Сама социал-демократия называет это стремление революционным, но она не понимает это так, будто новое государство может возникнуть только путем полного свержения существующего. Напротив, она доказывает его возможность из исторических условий развития нынешнего состояния. Ибо в нем уже сейчас повсюду видны тенденции, толкающие к социализму. Благодаря технике и силе капитала одна отрасль труда за другой отнимается у мелких предприятий; сами крупные предприятия концентрируются за счет уничтожения более слабых и увеличиваются в размерах настолько, что силы отдельного человека уже недостаточны для управления огромной машиной. И поэтому в нем уже необходим некий аналог социалистического порядка. Поэтому социализм не должен был создавать социалистические предприятия; он должен был просто перенять их, объединить в соответствии со своими целями и ассимилировать с ними мелкие ремесла, ставшие все более и более незначительными и бессильными.

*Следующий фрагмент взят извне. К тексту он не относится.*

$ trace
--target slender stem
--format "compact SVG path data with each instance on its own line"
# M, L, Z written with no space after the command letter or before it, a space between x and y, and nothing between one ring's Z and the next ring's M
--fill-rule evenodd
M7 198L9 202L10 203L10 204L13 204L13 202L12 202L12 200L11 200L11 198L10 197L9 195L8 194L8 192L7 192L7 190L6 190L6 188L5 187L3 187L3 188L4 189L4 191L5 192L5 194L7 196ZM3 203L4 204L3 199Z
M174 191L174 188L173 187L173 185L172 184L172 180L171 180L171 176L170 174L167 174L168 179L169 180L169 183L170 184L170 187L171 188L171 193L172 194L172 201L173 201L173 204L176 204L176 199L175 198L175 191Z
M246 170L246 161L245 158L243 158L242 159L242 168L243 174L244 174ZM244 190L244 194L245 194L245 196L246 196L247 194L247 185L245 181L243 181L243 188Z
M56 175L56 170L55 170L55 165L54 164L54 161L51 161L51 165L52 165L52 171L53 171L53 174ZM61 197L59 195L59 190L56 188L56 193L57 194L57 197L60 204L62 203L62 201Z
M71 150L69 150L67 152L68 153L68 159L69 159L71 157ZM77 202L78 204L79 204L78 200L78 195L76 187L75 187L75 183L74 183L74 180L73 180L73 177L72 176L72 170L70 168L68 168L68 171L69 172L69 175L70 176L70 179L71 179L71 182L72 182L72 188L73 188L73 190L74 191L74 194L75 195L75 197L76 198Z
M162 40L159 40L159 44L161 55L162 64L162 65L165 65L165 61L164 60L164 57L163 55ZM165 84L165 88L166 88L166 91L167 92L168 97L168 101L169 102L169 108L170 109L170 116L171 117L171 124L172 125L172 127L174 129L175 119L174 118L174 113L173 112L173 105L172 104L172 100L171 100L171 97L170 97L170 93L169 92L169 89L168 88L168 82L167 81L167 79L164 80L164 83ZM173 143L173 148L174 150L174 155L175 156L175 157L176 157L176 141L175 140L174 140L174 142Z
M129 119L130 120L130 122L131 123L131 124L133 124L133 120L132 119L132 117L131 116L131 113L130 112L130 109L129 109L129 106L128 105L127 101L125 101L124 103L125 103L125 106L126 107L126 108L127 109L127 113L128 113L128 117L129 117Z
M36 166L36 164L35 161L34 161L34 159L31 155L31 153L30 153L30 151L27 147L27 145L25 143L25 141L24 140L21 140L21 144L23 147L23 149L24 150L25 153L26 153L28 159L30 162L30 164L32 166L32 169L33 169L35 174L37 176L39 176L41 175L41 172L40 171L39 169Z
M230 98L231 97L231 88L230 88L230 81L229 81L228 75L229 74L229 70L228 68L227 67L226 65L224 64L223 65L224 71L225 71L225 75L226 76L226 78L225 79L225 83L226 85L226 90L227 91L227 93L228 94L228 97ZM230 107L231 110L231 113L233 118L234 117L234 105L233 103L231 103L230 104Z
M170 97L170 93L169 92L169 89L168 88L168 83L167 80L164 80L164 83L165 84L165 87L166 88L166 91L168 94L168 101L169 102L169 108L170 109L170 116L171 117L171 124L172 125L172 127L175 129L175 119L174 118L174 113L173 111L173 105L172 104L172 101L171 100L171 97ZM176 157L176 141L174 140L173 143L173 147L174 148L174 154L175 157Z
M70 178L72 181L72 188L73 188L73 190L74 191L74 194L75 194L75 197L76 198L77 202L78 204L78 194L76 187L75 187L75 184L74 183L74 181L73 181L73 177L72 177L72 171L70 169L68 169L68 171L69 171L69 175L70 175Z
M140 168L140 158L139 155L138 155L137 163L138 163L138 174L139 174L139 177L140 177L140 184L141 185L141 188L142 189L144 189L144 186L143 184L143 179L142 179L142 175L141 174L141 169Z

Само развитие промышленности также было ответственно за необходимость этого поглощения. С одной стороны, крупные капиталисты были все более не в состоянии удовлетворить внутренние потребности народа, а с другой стороны, в условиях растущей конкуренции между нациями они уже не могли даже найти места сбыта за границей для массы товаров, которые не могли быть проданы дома. Таким образом, общество все быстрее приближалось к состоянию, когда несоответствие между огромным производством и еще большими возможностями производства и растущей невозможностью для народа получить работу и покупательную способность для этих продуктов приведет к совершенно непригодным условиям. Это вынудит общество взять предприятия в свои руки, чтобы использовать их уже не для спекуляции и извлечения прибыли, а для блага самого общества.

Реализация такого положения вещей будет, конечно, делом рук не капиталистов, а тех, кто наиболее остро ощущает невыносимость капиталистической системы, – рабочего класса. Рабочий класс возьмет на себя управление производством и упорядочит его в вышеупомянутом смысле.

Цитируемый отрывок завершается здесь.